Pour apprécier le seuil d'imposition et d'assujettissement, il est fait masse des indemnités versées au moment de la rupture et de l'indemnité transactionnelle.
Si le montant de l’indemnité transactionnelle comprend les deux types de sommes, il convient d’évaluer chacun des montants pour y appliquer le régime adéquat.
En cas de contentieux, il revient aux juges du fond d’apprécier souverainement la qualification des sommes, peu importe celle que les parties à la transaction ont souhaité leur donner.
• Les points de vigilance
Dès lors que la charge de la preuve du caractère indemnitaire pèse sur le cotisant, et non sur l’URSSAF, la rédaction du protocole d’accord transactionnel doit être particulièrement soignée.
Il convient d'identifier dans la transaction (le cas échéant, en les ventilant) les chefs de préjudice que l'indemnité transactionnelle a pour objet de compenser, et ce afin d'en établir le caractère indemnitaire.
Cette rédaction doit être claire, précise, sans ambiguïté et faire état d'éléments circonstanciés sur la commune intention des parties.
La référence à un litige est également requise, indépendamment de toute saisine du Conseil de prud’hommes.
De même, il conviendra d’être attentif à la date à laquelle la transaction est conclue. En effet, une transaction signée très peu de temps après la notification d’un licenciement (par exemple moins d’un mois) pourrait être utilisée par les juges pour considérer que les conditions essentielles d’une transaction ne sont pas réunies (notamment les discussions et échanges portant sur les concessions réciproques) et, dès lors, se prononcer en faveur de l’assujettissement.
Une vigilance doit également être portée sur le montant des sommes allouées : une indemnité dont le montant correspondrait strictement à celui de l’indemnité de préavis ou, au contraire, qui paraitrait disproportionnée avec le préjudice que l’indemnité est supposée réparer, exposerait la somme au risque de redressement.
Enfin, et en tout état de cause, il convient d’être particulièrement vigilant sur l’application de ce régime, lequel ne cesse d’évoluer au fil des jurisprudences de la Cour de cassation.
Un suivi et une actualisation constante des règles régissant le sort des indemnités transactionnelles est indispensable pour éviter les erreurs … et les redressements.
• L’impact d’une transaction sur les droits au chômage
On ne peut pas traiter du régime social et fiscal des indemnités transactionnelles sans évoquer leur impact sur les droits au chômage.

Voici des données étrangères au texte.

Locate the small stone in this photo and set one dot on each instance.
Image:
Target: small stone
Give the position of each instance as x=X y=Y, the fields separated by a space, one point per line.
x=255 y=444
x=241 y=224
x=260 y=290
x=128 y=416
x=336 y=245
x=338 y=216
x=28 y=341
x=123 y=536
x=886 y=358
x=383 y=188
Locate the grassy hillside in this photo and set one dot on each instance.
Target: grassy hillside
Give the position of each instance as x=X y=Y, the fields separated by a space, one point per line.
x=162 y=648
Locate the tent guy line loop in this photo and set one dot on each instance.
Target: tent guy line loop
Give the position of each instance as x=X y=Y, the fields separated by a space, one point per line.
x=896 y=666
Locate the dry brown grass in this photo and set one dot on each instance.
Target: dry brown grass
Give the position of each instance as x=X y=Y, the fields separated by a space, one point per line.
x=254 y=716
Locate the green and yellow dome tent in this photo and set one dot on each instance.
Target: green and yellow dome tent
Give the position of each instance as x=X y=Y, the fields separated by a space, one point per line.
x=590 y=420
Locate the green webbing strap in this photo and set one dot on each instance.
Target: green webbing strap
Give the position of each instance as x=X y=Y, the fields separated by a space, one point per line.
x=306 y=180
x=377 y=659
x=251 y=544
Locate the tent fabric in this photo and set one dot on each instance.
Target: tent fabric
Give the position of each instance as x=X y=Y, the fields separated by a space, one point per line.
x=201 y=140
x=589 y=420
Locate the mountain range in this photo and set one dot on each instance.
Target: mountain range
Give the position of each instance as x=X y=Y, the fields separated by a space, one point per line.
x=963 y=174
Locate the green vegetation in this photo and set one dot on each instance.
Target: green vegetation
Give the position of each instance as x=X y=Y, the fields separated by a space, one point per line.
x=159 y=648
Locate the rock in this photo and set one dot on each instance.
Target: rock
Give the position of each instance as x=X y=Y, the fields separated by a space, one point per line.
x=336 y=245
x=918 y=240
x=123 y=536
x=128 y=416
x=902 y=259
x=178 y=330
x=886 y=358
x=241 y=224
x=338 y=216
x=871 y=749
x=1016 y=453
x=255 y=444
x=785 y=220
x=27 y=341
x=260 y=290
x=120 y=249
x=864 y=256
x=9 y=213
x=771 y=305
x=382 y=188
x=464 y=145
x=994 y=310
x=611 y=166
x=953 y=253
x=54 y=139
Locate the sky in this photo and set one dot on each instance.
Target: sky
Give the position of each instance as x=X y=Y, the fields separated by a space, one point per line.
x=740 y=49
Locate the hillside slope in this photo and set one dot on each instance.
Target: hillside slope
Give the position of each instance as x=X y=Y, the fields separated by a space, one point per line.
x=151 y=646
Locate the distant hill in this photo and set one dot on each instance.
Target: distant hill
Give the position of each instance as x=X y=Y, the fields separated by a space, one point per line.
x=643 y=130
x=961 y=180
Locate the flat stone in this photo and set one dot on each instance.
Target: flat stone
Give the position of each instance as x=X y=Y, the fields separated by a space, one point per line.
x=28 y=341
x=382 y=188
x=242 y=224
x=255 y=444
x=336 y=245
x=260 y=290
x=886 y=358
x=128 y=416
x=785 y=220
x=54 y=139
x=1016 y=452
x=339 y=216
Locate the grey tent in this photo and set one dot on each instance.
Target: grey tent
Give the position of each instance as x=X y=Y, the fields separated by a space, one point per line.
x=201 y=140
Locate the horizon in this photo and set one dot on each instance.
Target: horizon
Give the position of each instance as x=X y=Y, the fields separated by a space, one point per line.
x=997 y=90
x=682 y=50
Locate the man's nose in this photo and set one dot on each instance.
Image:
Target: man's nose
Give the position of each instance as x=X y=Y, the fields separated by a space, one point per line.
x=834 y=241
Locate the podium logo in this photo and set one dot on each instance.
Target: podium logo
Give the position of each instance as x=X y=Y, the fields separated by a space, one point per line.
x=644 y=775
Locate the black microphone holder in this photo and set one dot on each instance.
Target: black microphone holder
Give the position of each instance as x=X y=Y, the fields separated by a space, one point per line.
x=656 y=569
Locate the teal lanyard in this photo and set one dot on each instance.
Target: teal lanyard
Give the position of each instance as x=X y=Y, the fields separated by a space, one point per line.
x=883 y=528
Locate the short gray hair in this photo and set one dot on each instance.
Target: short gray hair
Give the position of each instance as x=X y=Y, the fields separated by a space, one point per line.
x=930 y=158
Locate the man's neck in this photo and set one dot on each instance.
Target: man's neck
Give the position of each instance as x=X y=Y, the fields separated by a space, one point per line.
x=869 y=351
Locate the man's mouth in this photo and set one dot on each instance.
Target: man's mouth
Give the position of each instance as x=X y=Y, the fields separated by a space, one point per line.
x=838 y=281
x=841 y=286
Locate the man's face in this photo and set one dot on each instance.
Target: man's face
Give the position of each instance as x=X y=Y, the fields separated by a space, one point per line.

En effet, la conclusion d’une transaction n’est pas neutre sur les droits aux allocations chômage pour l’ancien salarié puisque les sommes glanées auprès de l’employeur peuvent être finalement perdues ou différées auprès du Pôle Emploi.
S’agissant tout d’abord de l’employeur, il sera rappelé que celui-ci est soumis à une obligation de loyauté, laquelle lui impose de s’assurer que le salarié a eu accès, au moment où il signe la transaction, à l’ensemble des informations relatives aux conséquences de la transaction. Ces informations concernent également les implications sur sa situation de demandeur d’emploi.
Par ailleurs, il appartient à l’employeur d’indiquer les sommes versées au titre de la transaction dans l’attestation Pôle emploi, ou, si la transaction est signée postérieurement à la rupture du contrat de travail, dans une attestation Pôle emploi rectificative établie par la suite.
S’agissant ensuite de l’ancien salarié, il est essentiel pour lui d’analyser les conséquences d’une transaction sur ses droits aux allocations dans la mesure où celle-ci peut retarder le versement de l’indemnisation et générer un différé d’indemnisation.
En revanche, on notera le versement de l’indemnité transactionnelle n’a aucun impact sur le calcul du montant de l’allocation chômage versée mensuellement, sauf si l’indemnité est reconnue comme constitutive d’un salaire.